As most readers will know, prior to 1985 Australia had no general tax on capital gains. But after the capital gains tax (CGT) regime was introduced in that year (September 19 specifically), the main residence exemption has been a feature ever since.
While there have been a number of changes and clarifications to the specifics of the exemption, the high-level principle has largely remained the same—namely that a dwelling used as a principal place of residence is ignored for CGT purposes.
But a measure was announced in the 2017-18 Federal Budget that will make a significant change to the CGT regime. The government announced that foreign residents will no longer be entitled to claim the exemption when they sell a property in Australia (this change however is not yet law at the time of writing, and is subject to the usual parliamentary processes).
If or when passed, the change will apply to foreign owners of property as follows:
- for property held before 7:30pm (AEST) on 9 May 2017, the exemption will only be able to be claimed for disposals that happen up until 30 June 2019 and only if they meet the requirements for the exemption. For disposals that happen from 1 July 2019 they will no longer be entitled to the exemption
- for property acquired at or after 7:30pm (AEST) 9 May 2017, the exemption will no longer apply to disposals from that date.

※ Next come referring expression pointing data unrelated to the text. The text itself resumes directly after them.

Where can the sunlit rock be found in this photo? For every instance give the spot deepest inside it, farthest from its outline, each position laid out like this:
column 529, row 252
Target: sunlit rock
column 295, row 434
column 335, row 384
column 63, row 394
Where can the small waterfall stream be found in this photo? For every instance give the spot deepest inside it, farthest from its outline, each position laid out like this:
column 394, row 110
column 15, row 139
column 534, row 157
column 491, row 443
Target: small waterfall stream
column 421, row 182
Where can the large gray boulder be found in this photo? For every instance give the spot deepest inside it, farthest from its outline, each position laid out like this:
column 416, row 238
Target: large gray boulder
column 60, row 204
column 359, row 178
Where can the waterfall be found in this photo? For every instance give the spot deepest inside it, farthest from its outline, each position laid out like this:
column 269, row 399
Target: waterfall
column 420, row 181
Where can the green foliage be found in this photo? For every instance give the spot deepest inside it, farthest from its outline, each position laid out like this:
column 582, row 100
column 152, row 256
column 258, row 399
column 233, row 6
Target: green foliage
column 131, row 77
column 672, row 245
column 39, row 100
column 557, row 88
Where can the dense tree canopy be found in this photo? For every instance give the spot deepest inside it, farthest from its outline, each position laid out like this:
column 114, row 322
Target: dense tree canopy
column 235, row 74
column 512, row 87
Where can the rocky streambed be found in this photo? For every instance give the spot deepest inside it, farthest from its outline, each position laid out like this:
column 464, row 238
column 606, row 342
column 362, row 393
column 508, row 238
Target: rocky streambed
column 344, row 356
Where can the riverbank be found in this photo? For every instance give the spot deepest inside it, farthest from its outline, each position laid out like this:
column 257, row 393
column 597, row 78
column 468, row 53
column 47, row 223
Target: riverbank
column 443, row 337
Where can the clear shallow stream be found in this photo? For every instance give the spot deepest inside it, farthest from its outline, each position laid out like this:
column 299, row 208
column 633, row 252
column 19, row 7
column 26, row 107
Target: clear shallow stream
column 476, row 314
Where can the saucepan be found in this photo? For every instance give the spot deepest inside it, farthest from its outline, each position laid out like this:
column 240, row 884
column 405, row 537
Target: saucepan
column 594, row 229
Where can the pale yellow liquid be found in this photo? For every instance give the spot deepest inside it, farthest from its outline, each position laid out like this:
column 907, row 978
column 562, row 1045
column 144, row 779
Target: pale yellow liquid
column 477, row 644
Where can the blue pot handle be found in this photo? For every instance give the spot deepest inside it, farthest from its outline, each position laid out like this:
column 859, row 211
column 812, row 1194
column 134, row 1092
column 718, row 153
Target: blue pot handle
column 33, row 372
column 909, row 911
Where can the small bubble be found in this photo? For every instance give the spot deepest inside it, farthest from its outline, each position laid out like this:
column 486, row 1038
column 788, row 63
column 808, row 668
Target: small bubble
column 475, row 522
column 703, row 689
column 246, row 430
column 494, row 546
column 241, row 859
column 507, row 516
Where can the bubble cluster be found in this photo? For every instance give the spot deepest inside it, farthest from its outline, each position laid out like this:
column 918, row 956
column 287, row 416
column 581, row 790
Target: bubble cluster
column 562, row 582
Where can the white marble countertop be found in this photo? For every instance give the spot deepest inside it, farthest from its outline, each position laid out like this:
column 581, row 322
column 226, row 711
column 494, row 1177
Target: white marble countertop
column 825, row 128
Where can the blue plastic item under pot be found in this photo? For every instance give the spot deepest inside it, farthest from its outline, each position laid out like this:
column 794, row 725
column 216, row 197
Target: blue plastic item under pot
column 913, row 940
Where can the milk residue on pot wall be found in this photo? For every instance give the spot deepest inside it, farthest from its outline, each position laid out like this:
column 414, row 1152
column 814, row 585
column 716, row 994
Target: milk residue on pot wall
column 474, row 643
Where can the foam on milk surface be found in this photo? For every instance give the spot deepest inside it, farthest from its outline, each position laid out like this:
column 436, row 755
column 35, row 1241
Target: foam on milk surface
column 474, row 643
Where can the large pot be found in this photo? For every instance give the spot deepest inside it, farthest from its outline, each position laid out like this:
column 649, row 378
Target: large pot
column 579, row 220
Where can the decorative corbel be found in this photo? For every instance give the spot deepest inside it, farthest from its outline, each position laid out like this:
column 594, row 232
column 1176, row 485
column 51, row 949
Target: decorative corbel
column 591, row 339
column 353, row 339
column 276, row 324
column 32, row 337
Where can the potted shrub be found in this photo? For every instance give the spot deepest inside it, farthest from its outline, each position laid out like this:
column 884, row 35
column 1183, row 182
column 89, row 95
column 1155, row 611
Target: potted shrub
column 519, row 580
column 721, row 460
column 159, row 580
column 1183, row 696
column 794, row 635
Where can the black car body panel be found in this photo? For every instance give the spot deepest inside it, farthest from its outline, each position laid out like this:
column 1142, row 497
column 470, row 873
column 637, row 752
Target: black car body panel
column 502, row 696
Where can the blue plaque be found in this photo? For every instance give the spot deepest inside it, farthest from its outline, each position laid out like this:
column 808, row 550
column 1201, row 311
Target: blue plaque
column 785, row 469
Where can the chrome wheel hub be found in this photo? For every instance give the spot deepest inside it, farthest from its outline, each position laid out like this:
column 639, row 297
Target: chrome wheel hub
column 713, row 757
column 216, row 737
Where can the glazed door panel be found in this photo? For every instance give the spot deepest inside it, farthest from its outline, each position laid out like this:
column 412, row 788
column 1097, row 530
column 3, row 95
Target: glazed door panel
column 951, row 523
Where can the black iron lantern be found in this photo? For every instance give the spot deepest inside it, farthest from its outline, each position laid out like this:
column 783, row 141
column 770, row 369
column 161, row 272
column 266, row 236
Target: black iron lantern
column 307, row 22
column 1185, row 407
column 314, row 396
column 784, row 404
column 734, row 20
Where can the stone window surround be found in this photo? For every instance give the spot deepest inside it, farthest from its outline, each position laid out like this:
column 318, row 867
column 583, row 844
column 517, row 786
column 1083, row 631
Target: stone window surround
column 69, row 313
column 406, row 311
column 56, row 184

This change will only apply if you are not an Australian resident at the time of the disposal (contract date).
The government’s intent on introducing this measure, as stated in Treasury Laws Amendment (Reducing Pressure on Housing Affordability Measures No. 2) Bill 2018, was to “… stop foreign tax residents from claiming the main residence capital gains tax (CGT) exemption when they sell property in Australia from Budget night 2017,” then Treasurer Scott Morrison said. “Foreign tax residents who hold property on Budget night can continue to claim the exemption until 30 June 2019. The legislation will also modify the CGT principal asset test to apply on an associate inclusive basis. This will ensure that foreign tax residents cannot avoid a CGT liability by disaggregating indirect interests in Australian real property.”
Administratively, the ATO has stated that it will accept tax returns as lodged during the period up until the proposed law change is passed by parliament. It has also committed to not reviewing past year assessments until the outcome of the proposed amendment is known.
No tax shortfall penalties will be applied and any interest accrued will be remitted to the base interest rate up to the date of enactment of the law change. In addition, any interest in excess of the base rate accruing after the date of enactment will be remitted where taxpayers actively seek to amend assessments within a reasonable timeframe after enactment.
A number of outcomes have been flagged since the measure was announced and subsequently digested. Among them is the possibility that an Australian residing overseas may inadvertently overstay and be therefore deemed to be a foreign resident for tax purposes. They would therefore find that a quite significant tax obligation accrues from the sale of their main Australian residence.
Also there is a possible implication with the interaction of the absence rule, with foreign residents potentially being put in a position of no longer having access. However previous Australian residents who resume residency will hopefully have access to the absence rule even over the time they were not residents. If you have a client in this position, applying for an ATO ruling may be prudent.
Another implication is that employees offered an extended offshore assignment by their employer may need to consider if their tax obligations may be negatively affected by the new rules. Either their main residence may need to be sold before they become non-residents for tax purposes, or the sale may need to be delayed until they return (assuming the absence rule, mentioned above, will still have relevance). Indeed the subsequent tax position may be an important factor in their decision to take up the offer of an offshore assignment or not.
Another outcome in the above situation could involve cost reimbursement implications for an employer, should an employee find themselves with greatly increased tax obligations brought about by selling a property while assigned overseas.